L’arte ci aiuta a vedere il Bello anche là dove non te l’aspetti:  secondo te il Concilio Vaticano II ha impoverito l’estetica della liturgia o l’ha democratizzata?

(lo aprì Giovanni XXIII l’11 ottobre 1962 e lo chiuse Paolo VI l’8 dicembre 1965. La messa come è oggi viene da lì, prima di allora veniva celebrata in latino, il sacerdote volgeva le spalle ai fedeli e nessuno si azzardava a canterellare con le chitarre durante la celebrazione, diciamo che la messa pre-conciliare esteticamente manteneva intatti il mistero e la sacralità, ndr)  

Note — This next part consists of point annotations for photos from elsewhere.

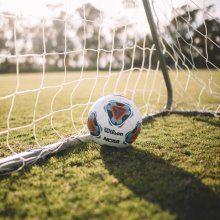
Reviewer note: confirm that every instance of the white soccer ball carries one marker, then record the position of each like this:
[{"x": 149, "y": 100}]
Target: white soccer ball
[{"x": 114, "y": 121}]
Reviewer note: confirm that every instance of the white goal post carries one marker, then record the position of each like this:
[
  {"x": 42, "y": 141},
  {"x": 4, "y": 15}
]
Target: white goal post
[{"x": 163, "y": 55}]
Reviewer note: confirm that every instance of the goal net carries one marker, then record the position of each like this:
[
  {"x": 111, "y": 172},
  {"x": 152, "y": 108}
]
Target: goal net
[{"x": 56, "y": 64}]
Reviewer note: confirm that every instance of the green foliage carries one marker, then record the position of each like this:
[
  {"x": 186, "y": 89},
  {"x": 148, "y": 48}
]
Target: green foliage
[{"x": 171, "y": 172}]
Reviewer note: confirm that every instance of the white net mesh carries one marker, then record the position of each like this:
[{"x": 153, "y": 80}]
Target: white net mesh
[{"x": 55, "y": 65}]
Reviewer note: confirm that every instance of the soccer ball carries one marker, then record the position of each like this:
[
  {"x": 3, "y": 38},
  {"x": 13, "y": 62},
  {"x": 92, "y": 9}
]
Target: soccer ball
[{"x": 114, "y": 121}]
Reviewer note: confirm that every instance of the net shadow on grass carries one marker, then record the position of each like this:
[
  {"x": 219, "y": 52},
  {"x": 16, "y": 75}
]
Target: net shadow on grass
[{"x": 159, "y": 182}]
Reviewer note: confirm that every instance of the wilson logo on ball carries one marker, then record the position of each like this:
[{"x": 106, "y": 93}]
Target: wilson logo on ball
[
  {"x": 118, "y": 112},
  {"x": 93, "y": 126}
]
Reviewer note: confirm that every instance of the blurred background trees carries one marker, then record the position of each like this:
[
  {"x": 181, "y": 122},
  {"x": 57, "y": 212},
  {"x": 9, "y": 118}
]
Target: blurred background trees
[{"x": 80, "y": 40}]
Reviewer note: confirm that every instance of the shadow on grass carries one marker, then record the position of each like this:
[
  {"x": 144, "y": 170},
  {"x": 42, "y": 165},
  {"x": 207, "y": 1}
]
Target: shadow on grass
[{"x": 157, "y": 181}]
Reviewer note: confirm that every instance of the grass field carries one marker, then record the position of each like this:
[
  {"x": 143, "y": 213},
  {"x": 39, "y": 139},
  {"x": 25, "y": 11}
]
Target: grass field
[{"x": 171, "y": 172}]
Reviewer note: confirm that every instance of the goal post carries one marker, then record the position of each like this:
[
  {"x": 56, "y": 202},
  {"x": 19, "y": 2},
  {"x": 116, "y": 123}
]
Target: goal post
[{"x": 53, "y": 67}]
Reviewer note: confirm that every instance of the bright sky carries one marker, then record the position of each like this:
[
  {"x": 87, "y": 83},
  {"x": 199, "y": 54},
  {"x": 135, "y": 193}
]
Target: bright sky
[{"x": 37, "y": 8}]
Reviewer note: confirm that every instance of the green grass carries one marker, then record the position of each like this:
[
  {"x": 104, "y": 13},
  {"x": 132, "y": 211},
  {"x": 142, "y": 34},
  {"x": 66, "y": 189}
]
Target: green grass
[{"x": 171, "y": 172}]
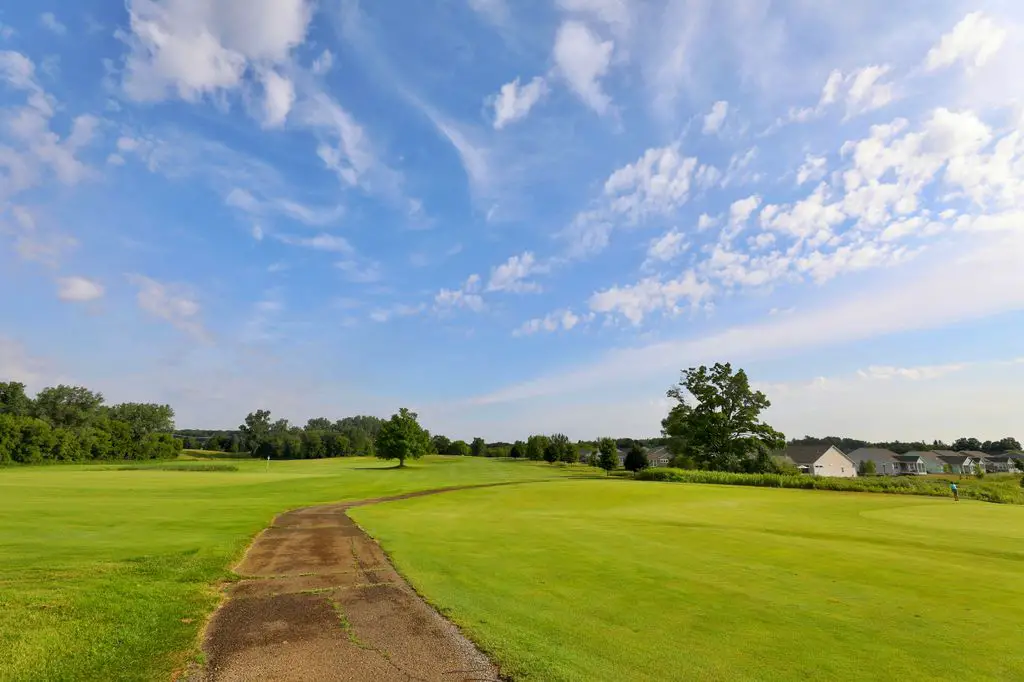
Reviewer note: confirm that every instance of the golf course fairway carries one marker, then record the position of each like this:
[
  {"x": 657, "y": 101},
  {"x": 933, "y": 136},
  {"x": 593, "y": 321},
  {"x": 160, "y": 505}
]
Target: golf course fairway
[{"x": 619, "y": 580}]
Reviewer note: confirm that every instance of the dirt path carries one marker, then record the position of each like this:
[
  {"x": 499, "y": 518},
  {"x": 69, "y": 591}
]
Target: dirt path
[{"x": 320, "y": 600}]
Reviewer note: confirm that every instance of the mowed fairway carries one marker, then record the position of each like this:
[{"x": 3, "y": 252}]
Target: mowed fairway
[
  {"x": 105, "y": 574},
  {"x": 593, "y": 580}
]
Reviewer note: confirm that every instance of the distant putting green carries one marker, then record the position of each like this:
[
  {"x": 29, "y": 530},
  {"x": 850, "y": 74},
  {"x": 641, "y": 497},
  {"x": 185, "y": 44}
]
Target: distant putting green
[
  {"x": 105, "y": 574},
  {"x": 597, "y": 580}
]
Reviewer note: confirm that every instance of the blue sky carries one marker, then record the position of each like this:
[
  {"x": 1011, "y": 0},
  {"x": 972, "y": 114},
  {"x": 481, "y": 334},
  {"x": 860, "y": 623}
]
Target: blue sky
[{"x": 518, "y": 217}]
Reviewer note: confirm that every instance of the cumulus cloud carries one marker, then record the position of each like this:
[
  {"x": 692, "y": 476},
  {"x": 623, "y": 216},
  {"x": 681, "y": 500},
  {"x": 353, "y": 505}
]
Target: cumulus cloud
[
  {"x": 187, "y": 49},
  {"x": 973, "y": 41},
  {"x": 716, "y": 117},
  {"x": 514, "y": 100},
  {"x": 172, "y": 303},
  {"x": 79, "y": 290},
  {"x": 511, "y": 275},
  {"x": 634, "y": 302},
  {"x": 564, "y": 320},
  {"x": 52, "y": 24},
  {"x": 583, "y": 59}
]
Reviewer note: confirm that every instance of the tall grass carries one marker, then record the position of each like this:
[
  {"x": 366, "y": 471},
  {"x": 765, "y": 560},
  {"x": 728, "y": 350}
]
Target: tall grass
[{"x": 1000, "y": 491}]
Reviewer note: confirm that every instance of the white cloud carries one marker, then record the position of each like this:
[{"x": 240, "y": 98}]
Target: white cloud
[
  {"x": 974, "y": 40},
  {"x": 50, "y": 23},
  {"x": 741, "y": 210},
  {"x": 511, "y": 275},
  {"x": 514, "y": 100},
  {"x": 79, "y": 290},
  {"x": 188, "y": 49},
  {"x": 904, "y": 300},
  {"x": 813, "y": 169},
  {"x": 323, "y": 64},
  {"x": 322, "y": 242},
  {"x": 468, "y": 296},
  {"x": 667, "y": 248},
  {"x": 656, "y": 183},
  {"x": 650, "y": 295},
  {"x": 173, "y": 303},
  {"x": 614, "y": 13},
  {"x": 923, "y": 373},
  {"x": 496, "y": 11},
  {"x": 583, "y": 59},
  {"x": 565, "y": 320},
  {"x": 715, "y": 118},
  {"x": 279, "y": 95}
]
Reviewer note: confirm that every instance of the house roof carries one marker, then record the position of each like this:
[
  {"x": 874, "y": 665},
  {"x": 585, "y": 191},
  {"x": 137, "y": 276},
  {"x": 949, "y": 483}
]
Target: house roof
[
  {"x": 873, "y": 454},
  {"x": 910, "y": 457},
  {"x": 807, "y": 454}
]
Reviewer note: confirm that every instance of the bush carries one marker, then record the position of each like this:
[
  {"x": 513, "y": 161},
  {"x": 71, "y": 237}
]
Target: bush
[{"x": 997, "y": 493}]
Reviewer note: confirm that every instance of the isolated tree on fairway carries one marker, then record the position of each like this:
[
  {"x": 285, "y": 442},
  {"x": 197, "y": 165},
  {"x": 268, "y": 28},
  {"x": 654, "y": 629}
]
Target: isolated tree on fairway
[
  {"x": 256, "y": 429},
  {"x": 608, "y": 455},
  {"x": 441, "y": 444},
  {"x": 536, "y": 445},
  {"x": 460, "y": 448},
  {"x": 13, "y": 399},
  {"x": 401, "y": 438},
  {"x": 636, "y": 459},
  {"x": 722, "y": 429}
]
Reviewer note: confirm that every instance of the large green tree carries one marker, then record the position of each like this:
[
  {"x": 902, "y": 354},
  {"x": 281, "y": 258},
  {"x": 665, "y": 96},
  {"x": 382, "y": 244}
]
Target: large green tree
[
  {"x": 256, "y": 429},
  {"x": 636, "y": 459},
  {"x": 71, "y": 407},
  {"x": 607, "y": 454},
  {"x": 13, "y": 399},
  {"x": 144, "y": 418},
  {"x": 401, "y": 438},
  {"x": 717, "y": 421}
]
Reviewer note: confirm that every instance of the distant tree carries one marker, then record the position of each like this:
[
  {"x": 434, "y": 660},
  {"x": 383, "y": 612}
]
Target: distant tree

I documenti del Concilio Vaticano II trattano in modo molto vago delle materie artistiche e con diverse ambiguità. Pertanto è stato facile sovvertire le istanze della Tradizione e di riflesso della figurazione, a scapito dell’aniconismo, nella stagione post conciliare, con un’accelerata disastrosa dopo la riforma liturgica di Paolo VI. Quello che anche un osservatore poco esperto può registrare è il panorama desolante dell’architettura, dell’arte e della musica sacra, nata nella stagione che ha seguito il tanto decantato Concilio. Oggi, con occhi meno ideologizzati, credo lo riconoscano in molti. Ovunque, invece, c’è una riscoperta della liturgia tridentina (in latino) e, in parallelo, si rivalutano le forme artistiche tradizionali, dai paramenti ai vasi sacri e tutte le arti applicate, sino alla pittura e alla scultura.